Sandong Rinpoche, prime minister of the exiled leadership, acknowledged that a joint declaration signed in Beijing by Indian and Chinese leaders spelled out nothing new for Tibet but marked an improvement in relations.

“We have great expectation from this visit because as India and China come closer, there is hope that there will be an amicable solution to the Tibetan question,” Rinpoche told AFP on Wednesday.

India permitted Rinpoche’s leadership and Tibetan spiritual leader the Dalai Lama to set up base in the hilltop town of Dharamsala after they fled their homeland in 1959 when Beijing crushed an anti-Chinese uprising in Lhasa.

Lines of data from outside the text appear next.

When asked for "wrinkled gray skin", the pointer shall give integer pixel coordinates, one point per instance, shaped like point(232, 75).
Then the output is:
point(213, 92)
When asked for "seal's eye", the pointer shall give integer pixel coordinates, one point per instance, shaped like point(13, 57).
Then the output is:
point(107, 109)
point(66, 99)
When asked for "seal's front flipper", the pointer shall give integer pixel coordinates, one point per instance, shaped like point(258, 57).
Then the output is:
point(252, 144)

On Monday, Chinese Premier Wen Jiabao and Indian Prime Minister Atal Behari Vajpayee signed in Beijing an agreement in which India reaffirmed its position that Tibet is part of Chinese territory.

The declaration labelled the Himalayan region as the Tibetan Autonomous Region (TAR) and called it “a territorial part of the People’s Republic of China”.

Rinpoche said the statement contained “nothing which is new”.

“India accepts China’s suzerainty over Tibet, which is not sovereignty — but these are archaic words, there is little difference as the reality is that Tibet is China’s autonomous part,” Rinpoche said.

“The basic thing is that there is an improvement in relations and words are not important,” the respected Tibetan said.

However, the militant Tibetan Youth Congress (TYC), leading an anti-China drive among Tibetans in Dharamsala, vowed to step up a campaign of protests, criticising Vajpayee for not pressing Tibet’s cause enough in Beijing.

“We vehemently condemn Vajpayee’s recognition of TAR as part of China. Once again the prime minister of India has chosen to obliterate Tibet and is resorting to perfidious strategy,” TYC president Kalsang Thantsok told AFP.

“It is terribly sad that the Indian PM is saying this which is very detrimental to the Tibetan cause but it is we who are suffering and it is we who are going to solve this,” Thantsok said.

Rinpoche brushed off Thantsok’s threats. “We think the TYC will calm down,” he said.

In Beijing on Tuesday, China’s foreign ministry spokesman Kong Quan called India’s recognition of Tibet as Chinese territory “an important and positive expression.”

But in a briefing in Beijing later the same day, Indian Foreign Minister Yashwant Sinha said India’s stated position on Tibet in the declaration does not amount to a change in policy.

He repeated the statement in an interview with the BBC Wednesday, adding that there was also no change in the policy of allowing the Dalai Lama and the Tibetan government in exile to remain in India.

The latest developments come amid tentative contacts between the Dalai Lama’s representatives and Chinese leaders.

A four-member delegation sent by the Dalai Lama to Beijing earlier this month returned to say they believed China’s leadership was sincere in wanting dialogue with the exile community but warned the process would be full of “difficulties.”

Envoys of the Dalai Lama paid a similar visit to China in September, renewing links that were severed in 1993.

China, which has occupied Tibet since 1951, has been accused of trying to wipe out Tibet’s Buddhist-based culture through political and religious repression and a flood of ethnic Chinese immigration.